The bangs of incoming and outgoing shelling are the soundtrack of Ukraine’s frontline. But its president warned this week that the counteroffensive should not be seen through the lens of a Hollywood movie.
Just outside the newly liberated villages of Neskuchne and Storozheve, Ukrainian soldiers take shelter in destroyed houses vacated by the Russians, waiting for orders to fire mortars at enemy lines.
It’s busy. The men of the 35th Marine Brigade transfer newly arrived American-made 120-millimeter mortar rounds to their temporary hideout. They clean and prepare them for launch and scribble messages on the shells for their enemy. Another group get the coordinates and adjust the mortar for better aim.
The drone flying overhead is their eyes on the enemy line across the fields. When they hear the buzz of the drone engine, the soldiers occasionally peek up to check if it’s theirs or the Russians’.
Then they wait, sometimes for hours, to fire.
The sounds cloud the blue sky. The bangs of outgoing artillery and mortar rounds cut through the tranquillity of abandoned fields. Shells whizz through the sky in the familiar whistle of incoming rounds along with the successive pops of Russian grad rockets. The booms of impact intersperse the non-stop exchange of fire.
Occasionally, a soldier flinches when the sound gets louder and closer.
“There are moments that you want to hide, but you just sit and wait,” says Yuri, a UK-trained soldier, resting in a small protective trench. It is his third day on the job.
But like the long waits of the soldiers, the Ukrainian counteroffensive is a slow grind.
Russian President Vladimir Putin says there is a lull in the counteroffensive. But Ukrainian leader Volodymyr Zelensky warns against expecting fast results. “Some want some sort of Hollywood movie but things don’t really happen that way,” he said in a BBC interview. Each side claims the other has suffered heavy losses.
This strip of small villages in the Donetsk region were liberated on June 10, a day before Zelensky announced the counteroffensive was underway. Since then, the Ukrainian military has not announced substantial gains on the southern or eastern frontlines.
For the soldiers who walked through these villages a day after liberation, it’s bittersweet.
“The main thing I felt was anger, because when you go through the villages, your imagination can picture how it was before the war. People were living here. People had good houses. You can see their belongings inside. And now we enter the village and see it in ruins, we get angry,” says Matyoriy, a 35th Marine soldier.

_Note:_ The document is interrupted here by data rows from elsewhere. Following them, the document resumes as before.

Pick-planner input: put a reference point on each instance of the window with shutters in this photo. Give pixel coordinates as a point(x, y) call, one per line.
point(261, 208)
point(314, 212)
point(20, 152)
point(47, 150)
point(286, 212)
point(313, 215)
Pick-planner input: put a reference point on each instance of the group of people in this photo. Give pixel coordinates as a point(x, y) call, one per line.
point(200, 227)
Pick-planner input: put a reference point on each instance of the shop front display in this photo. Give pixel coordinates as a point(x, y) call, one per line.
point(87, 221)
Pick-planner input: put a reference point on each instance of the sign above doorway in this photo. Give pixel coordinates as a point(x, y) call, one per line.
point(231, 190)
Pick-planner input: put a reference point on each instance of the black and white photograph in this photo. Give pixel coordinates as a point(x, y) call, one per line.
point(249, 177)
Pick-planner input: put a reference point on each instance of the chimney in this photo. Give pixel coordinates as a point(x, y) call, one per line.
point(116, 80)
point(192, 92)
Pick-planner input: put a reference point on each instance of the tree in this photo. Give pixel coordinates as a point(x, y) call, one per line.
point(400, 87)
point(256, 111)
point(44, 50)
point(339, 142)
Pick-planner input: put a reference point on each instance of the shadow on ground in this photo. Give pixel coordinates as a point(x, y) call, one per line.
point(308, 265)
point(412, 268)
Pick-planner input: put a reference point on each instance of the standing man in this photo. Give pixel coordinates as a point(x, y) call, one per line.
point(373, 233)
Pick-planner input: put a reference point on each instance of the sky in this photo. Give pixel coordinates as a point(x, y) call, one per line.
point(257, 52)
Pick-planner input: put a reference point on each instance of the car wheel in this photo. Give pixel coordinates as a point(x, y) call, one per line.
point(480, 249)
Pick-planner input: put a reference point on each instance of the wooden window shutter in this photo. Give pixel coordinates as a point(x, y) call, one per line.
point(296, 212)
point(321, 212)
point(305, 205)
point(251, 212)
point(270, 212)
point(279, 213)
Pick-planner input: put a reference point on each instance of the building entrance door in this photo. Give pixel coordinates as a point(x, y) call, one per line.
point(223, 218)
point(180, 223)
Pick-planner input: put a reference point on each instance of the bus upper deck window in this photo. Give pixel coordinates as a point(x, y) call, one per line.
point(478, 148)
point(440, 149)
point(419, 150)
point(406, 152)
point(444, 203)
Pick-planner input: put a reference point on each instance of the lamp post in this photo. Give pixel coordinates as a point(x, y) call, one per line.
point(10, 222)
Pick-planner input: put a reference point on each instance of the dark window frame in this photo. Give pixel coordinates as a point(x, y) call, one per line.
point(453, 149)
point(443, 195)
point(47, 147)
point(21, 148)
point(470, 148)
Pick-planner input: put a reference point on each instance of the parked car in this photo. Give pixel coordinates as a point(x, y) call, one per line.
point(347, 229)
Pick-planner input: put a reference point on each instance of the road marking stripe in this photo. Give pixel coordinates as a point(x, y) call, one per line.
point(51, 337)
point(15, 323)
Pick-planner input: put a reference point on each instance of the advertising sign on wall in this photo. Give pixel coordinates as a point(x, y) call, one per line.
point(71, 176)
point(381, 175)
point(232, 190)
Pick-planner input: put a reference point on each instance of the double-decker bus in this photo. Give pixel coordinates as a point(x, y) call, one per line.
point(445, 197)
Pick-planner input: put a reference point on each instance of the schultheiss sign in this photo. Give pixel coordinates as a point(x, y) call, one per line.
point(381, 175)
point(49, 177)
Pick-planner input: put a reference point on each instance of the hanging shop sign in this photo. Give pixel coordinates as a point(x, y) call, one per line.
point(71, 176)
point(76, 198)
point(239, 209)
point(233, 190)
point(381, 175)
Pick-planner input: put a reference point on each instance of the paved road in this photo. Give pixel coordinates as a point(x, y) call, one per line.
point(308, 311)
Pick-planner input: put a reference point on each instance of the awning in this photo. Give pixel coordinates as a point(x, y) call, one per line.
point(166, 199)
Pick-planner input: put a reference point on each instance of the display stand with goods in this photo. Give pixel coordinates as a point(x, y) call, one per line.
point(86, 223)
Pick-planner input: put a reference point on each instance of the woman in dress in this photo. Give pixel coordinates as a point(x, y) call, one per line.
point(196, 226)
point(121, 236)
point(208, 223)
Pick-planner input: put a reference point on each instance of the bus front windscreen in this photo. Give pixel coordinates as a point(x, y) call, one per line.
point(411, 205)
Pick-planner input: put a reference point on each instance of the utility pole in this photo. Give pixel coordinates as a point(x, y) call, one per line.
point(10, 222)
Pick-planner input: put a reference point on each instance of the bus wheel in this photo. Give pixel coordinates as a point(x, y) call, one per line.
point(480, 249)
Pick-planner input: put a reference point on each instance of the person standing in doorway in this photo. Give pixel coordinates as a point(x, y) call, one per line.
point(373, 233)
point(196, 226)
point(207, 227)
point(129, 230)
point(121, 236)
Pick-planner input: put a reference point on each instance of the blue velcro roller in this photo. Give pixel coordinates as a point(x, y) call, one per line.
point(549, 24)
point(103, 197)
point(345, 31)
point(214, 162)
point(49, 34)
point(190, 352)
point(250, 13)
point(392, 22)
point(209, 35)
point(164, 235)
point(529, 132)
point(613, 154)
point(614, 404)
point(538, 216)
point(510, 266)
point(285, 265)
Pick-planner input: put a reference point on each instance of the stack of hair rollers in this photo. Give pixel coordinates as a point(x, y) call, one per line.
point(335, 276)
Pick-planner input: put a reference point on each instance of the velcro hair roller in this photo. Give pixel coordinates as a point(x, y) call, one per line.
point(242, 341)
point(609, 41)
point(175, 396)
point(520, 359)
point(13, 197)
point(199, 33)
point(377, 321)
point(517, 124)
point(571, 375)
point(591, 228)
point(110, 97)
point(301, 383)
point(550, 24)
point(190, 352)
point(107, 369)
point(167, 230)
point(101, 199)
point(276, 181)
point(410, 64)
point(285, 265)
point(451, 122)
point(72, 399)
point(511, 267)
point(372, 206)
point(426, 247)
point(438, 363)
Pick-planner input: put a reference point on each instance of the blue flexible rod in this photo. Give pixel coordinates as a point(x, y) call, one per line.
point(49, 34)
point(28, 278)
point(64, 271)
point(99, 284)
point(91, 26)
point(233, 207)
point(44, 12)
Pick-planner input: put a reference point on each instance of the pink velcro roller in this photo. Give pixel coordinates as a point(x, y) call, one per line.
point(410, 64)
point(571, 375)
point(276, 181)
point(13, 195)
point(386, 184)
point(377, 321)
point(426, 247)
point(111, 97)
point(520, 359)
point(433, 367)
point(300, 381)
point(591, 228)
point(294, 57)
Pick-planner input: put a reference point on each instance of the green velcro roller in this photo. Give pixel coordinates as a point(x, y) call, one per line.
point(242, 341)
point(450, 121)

The thuds of artillery and roving drones punctuate every sentence.
The road to their position snakes through destroyed houses hugged by overgrown gardens. A line of collapsed roofs jut through the untrimmed trees. Neskuchne had a pre-war population of around 700 people. Hardly anyone stayed there after Russia occupied the villages at the beginning of the invasion, but signs of the life that once was are still visible.
A blue and white metal fence surrounds a charred, roofless house that spewed out its broken furniture. A small satellite dish hangs to the front of a house punctured by bullets and shrapnel.
These houses and the surrounded fields could be booby-trapped and mined, Ukrainian soldiers warn. It’s not all that the Russians left behind. A blood-soaked stretcher left by the retreating troops lays on the side of the road. Nearby, there’s a decomposing body of a Russian soldier. Ukrainian soldiers say many corpses were collected earlier and many more could still be in the fields.
“I only start to realize what’s really happening and how much we took after I see it on the news, when they draw a map and I see how much ground we took. I start to realize that we really did it,” Matyoriy adds.
The radio beeps with the orders for the soldiers. They fire multiple rounds towards the Russian line, a couple of miles away. The loud booms keep ears ringing. The soldiers sit back and wait for the next order.